To do so, Borjas and Freeman use data from two sources. For figures on native- and foreign-born workers' count and wage-level, they draw on the American Community Survey. To estimate the stock and inflow of robots, they use data from the International Federation of Robotics (IFR), which annually releases a count of the total number of "industrial robots" shipped to each industry in the United States and other nations.
Using these figures, the two built a model which estimates the impact of both an additional robot and an additional immigrant on the overall number of (native- and non-native) workers and the wage level. This model provides info on the breakdown of effect by educational group—a proxy for skill level—and gender.
Consonant with Borjas's past work, the model identified small but significant negative effects of an increase in the number of foreign-born workers on native born workers. An additional immigrant worker, they find, increases the labor force by 0.8 workers (i.e., adds one foreign-born worker and pushes a fifth of a native-born worker out). This effect, as well as the effect on wages, is stratified by education level: The marginal immigrant worker lowers low-skilled wages a little bit while simultaneously increasing high-skilled wages a similarly small amount.
The small magnitude of these effects makes the impact of automation all the more eye-popping. In their base analysis, Borjas and Freeman estimate that one robot pushes two workers out of the workforce; that figure rises to three among low-skilled workers. The impact of robots on workers' wages are almost an order of magnitude greater than the impact of immigrant labor.
The introduction of immigrants or robots affects the condition of the labor market, but the labor market's condition also affects employers' decision to employ robots or immigrants. This phenomenon—what statisticians call "simultaneity"—can produce a problem for trying to test the effect of immigration and automation on wages and employment. Observers want to know how the former's rise and fall affects the latter, but the relationship can operate in the opposite direction, thus producing bias.

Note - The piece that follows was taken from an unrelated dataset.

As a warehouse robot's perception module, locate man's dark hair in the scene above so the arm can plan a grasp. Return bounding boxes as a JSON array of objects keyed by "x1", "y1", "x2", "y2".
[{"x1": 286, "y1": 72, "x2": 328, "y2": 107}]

To disentangle this effect, Borjas and Freeman used data on robot purchases from Germany and Japan—also available from the IFR—to try to isolate technological changes which affect all advanced countries simultaneously.
Incorporating these data into their model results in an even more pronounced negative effects of robots on wages and employment levels. They find that after their "instrumental variable" is introduced, one an additional robot drives wages down even more, and substitutes for more than four low-skilled workers.
Borjas and Freeman also introduce variables to control for variations in occupation-automatability within industries. These show, unsurprisingly, that occupations scored as "high automatability" by the Department of Labor are more substantially affected by mechanization.
While these results may be alarming, the authors stress that at least based on their data, the amount of automation has thus far been quite low, leading to little impact in absolute terms: "despite the media uproar about robots, the robot supply shock has been too modest through the mid-2010s to disrupt the labor market."
In other words, there is no need to panic yet. However, the authors write, "the evidence that the increased supply of industrial robots has depressed employment and wages in affected industries … suggests that it would be foolhardy to dismiss the concerns about the future of work."
As such, Borjas and Freeman's paper makes clear that the ongoing debate about the future of the American worker—whether industrial employment can return, whether wages are stagnating, and whether the United States needs a UBI—will only grow more pressing.